Upload Pickled Package Statsmodel Model

Upload the statsmodel stored into the pickled package bike_day_model.pkl. See the Notebook train-statsmodel.ipynb for more details on creating this package.

Note that this package is being specified as a python configuration.

file_name = "bike_day_model.pkl"

bike_day_model = wl.upload_model(model_name, model_file_name).configure(runtime="python")

Deploy the Pipeline

We will now add the uploaded model as a step for the pipeline, then deploy it.
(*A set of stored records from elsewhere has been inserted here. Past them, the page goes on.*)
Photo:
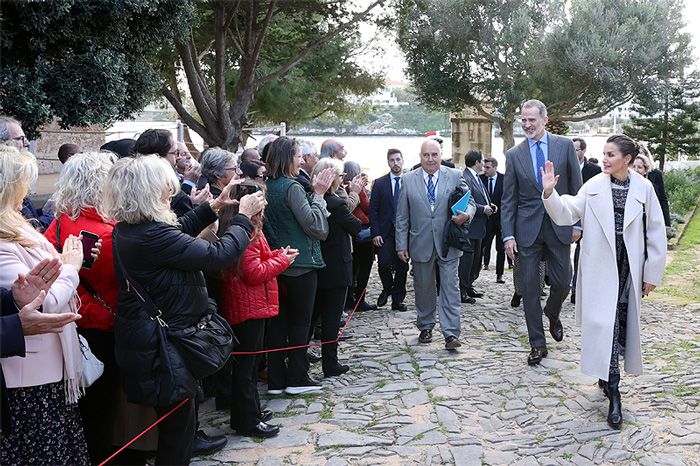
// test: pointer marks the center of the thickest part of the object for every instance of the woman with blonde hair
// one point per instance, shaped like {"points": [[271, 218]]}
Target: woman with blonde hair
{"points": [[158, 253], [42, 387], [78, 207], [644, 165]]}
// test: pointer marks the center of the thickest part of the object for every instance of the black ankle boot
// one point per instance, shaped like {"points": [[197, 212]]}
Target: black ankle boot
{"points": [[331, 366], [615, 410]]}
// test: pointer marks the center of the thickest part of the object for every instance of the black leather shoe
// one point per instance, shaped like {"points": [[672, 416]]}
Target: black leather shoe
{"points": [[265, 415], [261, 430], [365, 306], [515, 300], [426, 336], [536, 355], [338, 369], [382, 299], [452, 343], [205, 445], [615, 409], [401, 307], [556, 329]]}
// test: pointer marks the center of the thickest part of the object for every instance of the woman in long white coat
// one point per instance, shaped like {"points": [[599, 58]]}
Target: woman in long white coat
{"points": [[623, 255]]}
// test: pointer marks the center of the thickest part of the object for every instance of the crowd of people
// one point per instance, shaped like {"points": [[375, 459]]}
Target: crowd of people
{"points": [[280, 241]]}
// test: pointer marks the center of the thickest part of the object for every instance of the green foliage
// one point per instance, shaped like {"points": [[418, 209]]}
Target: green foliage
{"points": [[669, 118], [82, 61], [682, 189], [494, 54]]}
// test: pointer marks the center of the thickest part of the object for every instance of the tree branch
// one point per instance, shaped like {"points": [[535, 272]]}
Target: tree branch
{"points": [[316, 44], [220, 63], [188, 119]]}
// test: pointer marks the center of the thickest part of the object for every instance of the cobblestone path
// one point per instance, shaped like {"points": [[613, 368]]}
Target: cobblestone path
{"points": [[405, 403]]}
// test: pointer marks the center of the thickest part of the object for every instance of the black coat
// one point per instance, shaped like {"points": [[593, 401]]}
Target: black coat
{"points": [[167, 261], [657, 180], [336, 248]]}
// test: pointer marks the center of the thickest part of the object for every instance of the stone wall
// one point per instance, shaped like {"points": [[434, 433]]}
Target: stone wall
{"points": [[469, 131], [45, 148]]}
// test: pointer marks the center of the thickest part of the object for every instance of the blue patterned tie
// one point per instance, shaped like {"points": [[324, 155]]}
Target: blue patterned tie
{"points": [[397, 191], [540, 162], [431, 191]]}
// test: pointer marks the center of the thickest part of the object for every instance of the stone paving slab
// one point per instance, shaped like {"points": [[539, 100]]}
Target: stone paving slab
{"points": [[403, 403]]}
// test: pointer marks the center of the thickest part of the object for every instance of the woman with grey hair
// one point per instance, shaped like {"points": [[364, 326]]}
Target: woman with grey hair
{"points": [[161, 253], [219, 167], [362, 247], [79, 211]]}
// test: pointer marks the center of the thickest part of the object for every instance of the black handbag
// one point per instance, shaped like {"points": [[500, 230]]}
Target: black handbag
{"points": [[204, 347]]}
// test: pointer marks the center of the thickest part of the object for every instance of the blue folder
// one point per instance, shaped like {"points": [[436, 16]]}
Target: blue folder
{"points": [[462, 204]]}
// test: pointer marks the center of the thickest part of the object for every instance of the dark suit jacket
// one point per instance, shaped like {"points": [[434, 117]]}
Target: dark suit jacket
{"points": [[589, 170], [657, 180], [381, 208], [11, 336], [494, 220], [522, 210], [336, 249], [477, 227]]}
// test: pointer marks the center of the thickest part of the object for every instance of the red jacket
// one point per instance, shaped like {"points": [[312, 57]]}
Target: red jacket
{"points": [[101, 276], [362, 209], [253, 294]]}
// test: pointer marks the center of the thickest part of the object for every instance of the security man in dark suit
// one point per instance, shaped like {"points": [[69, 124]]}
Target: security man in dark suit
{"points": [[470, 262], [382, 218], [493, 181], [588, 171]]}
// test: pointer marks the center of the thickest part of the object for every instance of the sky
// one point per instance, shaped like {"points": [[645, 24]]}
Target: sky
{"points": [[392, 62]]}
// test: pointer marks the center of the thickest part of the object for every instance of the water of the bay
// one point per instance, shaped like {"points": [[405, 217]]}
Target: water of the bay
{"points": [[370, 151]]}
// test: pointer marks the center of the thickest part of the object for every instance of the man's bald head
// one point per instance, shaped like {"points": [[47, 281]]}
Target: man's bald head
{"points": [[430, 156]]}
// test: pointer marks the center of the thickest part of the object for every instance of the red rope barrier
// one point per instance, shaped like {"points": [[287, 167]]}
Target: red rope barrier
{"points": [[340, 334], [144, 432]]}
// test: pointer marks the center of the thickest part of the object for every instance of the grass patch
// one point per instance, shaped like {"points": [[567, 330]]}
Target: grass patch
{"points": [[681, 283]]}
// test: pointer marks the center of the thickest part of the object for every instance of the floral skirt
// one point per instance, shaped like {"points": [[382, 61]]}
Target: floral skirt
{"points": [[44, 430]]}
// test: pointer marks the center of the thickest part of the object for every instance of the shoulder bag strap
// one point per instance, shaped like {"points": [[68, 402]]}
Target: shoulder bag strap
{"points": [[132, 285]]}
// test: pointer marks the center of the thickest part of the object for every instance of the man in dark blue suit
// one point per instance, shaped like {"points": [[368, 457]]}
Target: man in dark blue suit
{"points": [[470, 262], [493, 181], [382, 218]]}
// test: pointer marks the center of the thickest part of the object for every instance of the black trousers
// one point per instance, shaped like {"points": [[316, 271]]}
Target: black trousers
{"points": [[392, 271], [245, 400], [493, 231], [176, 434], [362, 260], [97, 406], [470, 266], [557, 255], [291, 328], [328, 307]]}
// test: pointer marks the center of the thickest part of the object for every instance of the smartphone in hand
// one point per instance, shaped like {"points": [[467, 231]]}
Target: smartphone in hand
{"points": [[89, 240]]}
pipeline.add_model_step(bike_day_model)
name statsmodelpipeline
created 2023-05-17 21:19:52.898178+00:00
last_updated 2023-05-17 21:19:52.898178+00:00
deployed (none)
tags
versions 5456dd2a-3167-4b3c-ad3a-85544292a230
steps
pipeline.deploy()
name statsmodelpipeline
created 2023-05-17 21:19:52.898178+00:00
last_updated 2023-05-17 21:19:55.996411+00:00
deployed True
tags
versions 4af264e3-f427-4b02-b5ad-4f6690b0ee06, 5456dd2a-3167-4b3c-ad3a-85544292a230
steps bikedaymodel
pipeline.status()
{'status': 'Running',
 'details': [],
 'engines': [{'ip': '10.244.3.141',
   'name': 'engine-c77f759f7-f7fxd',
   'status': 'Running',
   'reason': None,
   'details': [],
   'pipeline_statuses': {'pipelines': [{'id': 'statsmodelpipeline',
      'status': 'Running'}]},
   'model_statuses': {'models': [{'name': 'bikedaymodel',
      'version': '66bf61d5-d144-4f77-82f1-58dabf2bbc33',
      'sha': '09b50a8e6a5cff566598dae6fb94f5d7d35c94e278373251cd8b1fd9a000c0a7',
      'status': 'Running'}]}}],
 'engine_lbs': [{'ip': '10.244.4.172',
   'name': 'engine-lb-584f54c899-67jbk',
   'status': 'Running',
   'reason': None,
   'details': []}],
 'sidekicks': []}

Run Inference

Perform an inference from the evaluation data JSON file bike_day_eval.json.

results = pipeline.infer_from_file('bike_day_eval.json', data_format="custom-json")

display(results)
[{'forecast': [1882.3784555157672,
   2130.607915701861,
   2340.84005381799,
   2895.754978552066,
   2163.657515565616,
   1509.1792126509536,
   2431.1838923957016]}]

Undeploy the Pipeline

Undeploy the pipeline and return the resources back to the Wallaroo instance.

pipeline.undeploy()
name statsmodelpipeline
created 2023-05-17 21:19:52.898178+00:00
last_updated 2023-05-17 21:19:55.996411+00:00
deployed False
tags
versions 4af264e3-f427-4b02-b5ad-4f6690b0ee06, 5456dd2a-3167-4b3c-ad3a-85544292a230
steps bikedaymodel

6 - XGBoost Classification Auto-Convert Within Wallaroo

How to convert XGBoost ML Classification models and upload to Wallaroo.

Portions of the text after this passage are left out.